This has resulted in an examination of racial inequality in all aspects of our lives and has confirmed that quiet anti-racism is not enough. We need to reach out to our friends and colleagues and look at our working and business practices closely.

Many of us have been trapped inside an intellectual bubble. We believe that because we are not racist that everyone else thinks the same way 

As you would expect, most construction businesses will outwardly project anti-racist statements and usually engage in schemes in their local communities that are designed to improve diversity. However, a brief look around any company website, boardroom or networking event confirms that black and ethnic minority people are not represented in any significant way within construction at any level and certainly not in senior management positions.

The undeniable truth is that many of us in construction have been trapped inside an intellectual bubble. We believe that because we are not racist and fully understand the huge benefit of diversity that everyone else thinks the same way and diversity will improve over time.

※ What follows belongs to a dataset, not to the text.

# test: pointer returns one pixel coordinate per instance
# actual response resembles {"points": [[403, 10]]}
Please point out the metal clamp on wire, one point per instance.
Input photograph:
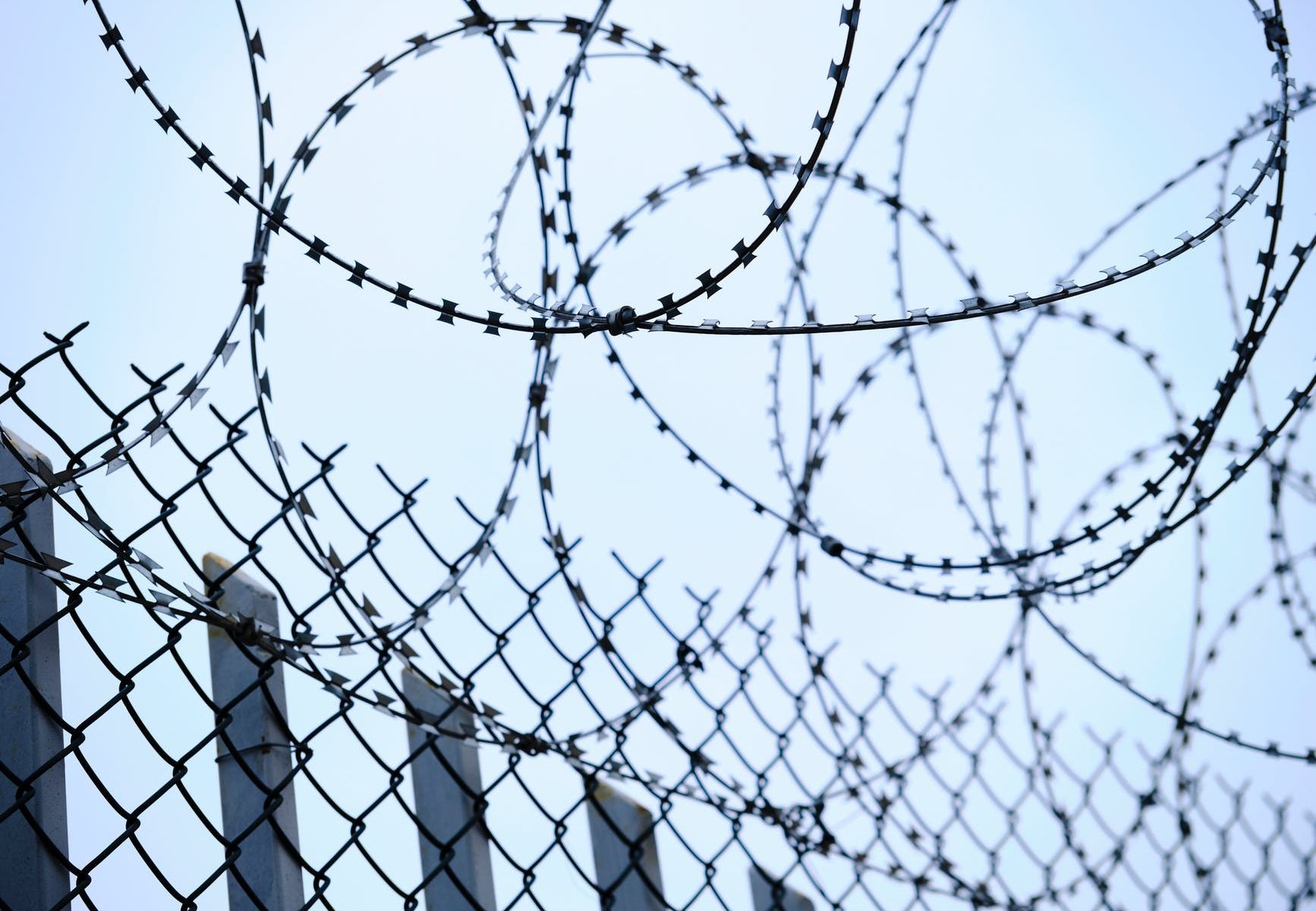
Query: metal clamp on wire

The lack of representation of minority groups in our sector and the slow rate of progress suggests we are wrong about that. That is not to say there have been no attempts to address this, there are so many trail blazing interest groups, companies and people in our sector with real passion about this issue such as Built by Us, Black Females In Architecture and the BPIC Network. Also, there are highly developed programmes seeking to promote and encourage diversity within businesses that incorporate regular presentations, events and celebrations. There have also been some incredibly eloquent points made by construction professionals and public statements showing real leadership on this issue. So many people within construction have spoken out about the need to show our support which is really important. But it is what we do next that counts.

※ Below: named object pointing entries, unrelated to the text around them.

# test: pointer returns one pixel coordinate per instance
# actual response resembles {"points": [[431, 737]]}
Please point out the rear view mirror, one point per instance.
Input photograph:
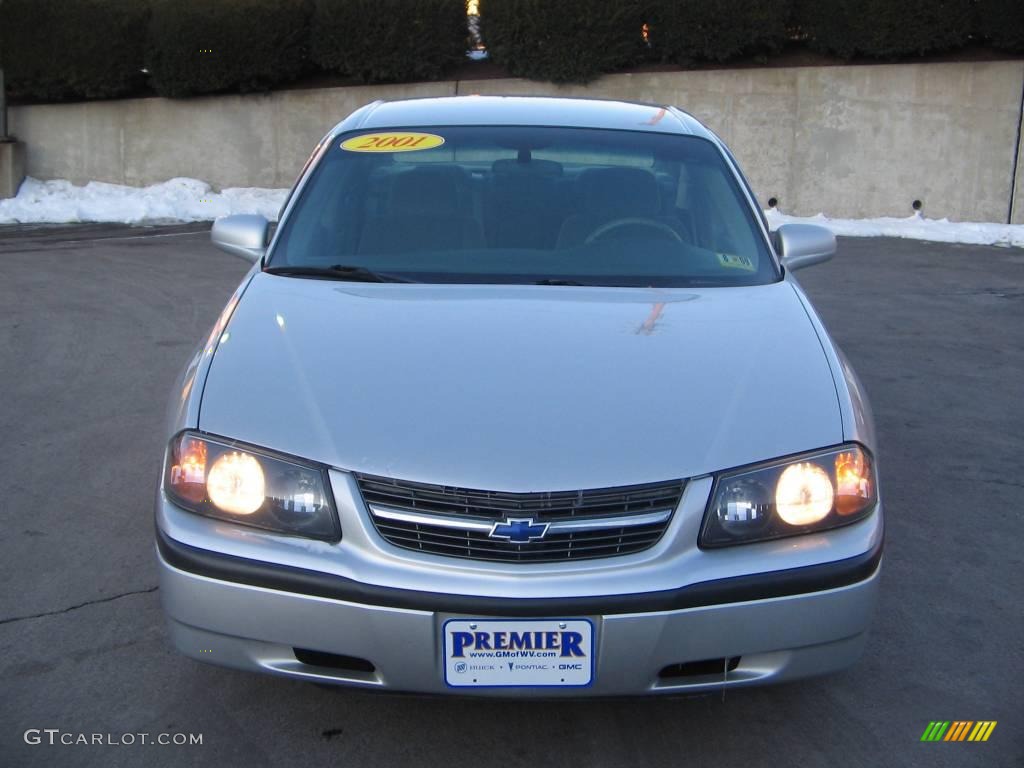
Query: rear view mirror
{"points": [[804, 245], [243, 235]]}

We need to properly commit to this issue on a long-term basis and take positive action

We need to properly commit to this issue on a long-term basis and take positive action. That means targeting talented black and ethnic minority people when they are at school and continuing to mentor those individuals from that point onwards. There must be no doubt what is required of them and we must support their development the whole way through. This is much more than careers fairs and work experience. There is no point belatedly identifying to candidates the stringent entry requirements of some construction jobs when they have already sat the relevant exams and have not attained what is required. Similarly, there is no point funnelling high-achieving graduates into construction businesses and leaving them without any mentors or support. We also need to recognise that we need to attract talent into construction and hold on to those people to continue the innovation and development we need for the sector.

The ongoing support we offer people of colour also has to address pernicious racism and microaggression where it exists and make sure that the talented individuals of all races rise to the top. This may lead to very difficult conversations, but we need to be brave enough to have them. We have all been exposed to vile imagery on social media over the past few weeks. Rather than allowing ourselves to be paralysed with horror, let us channel our energies into taking action and making long lasting, transformational change.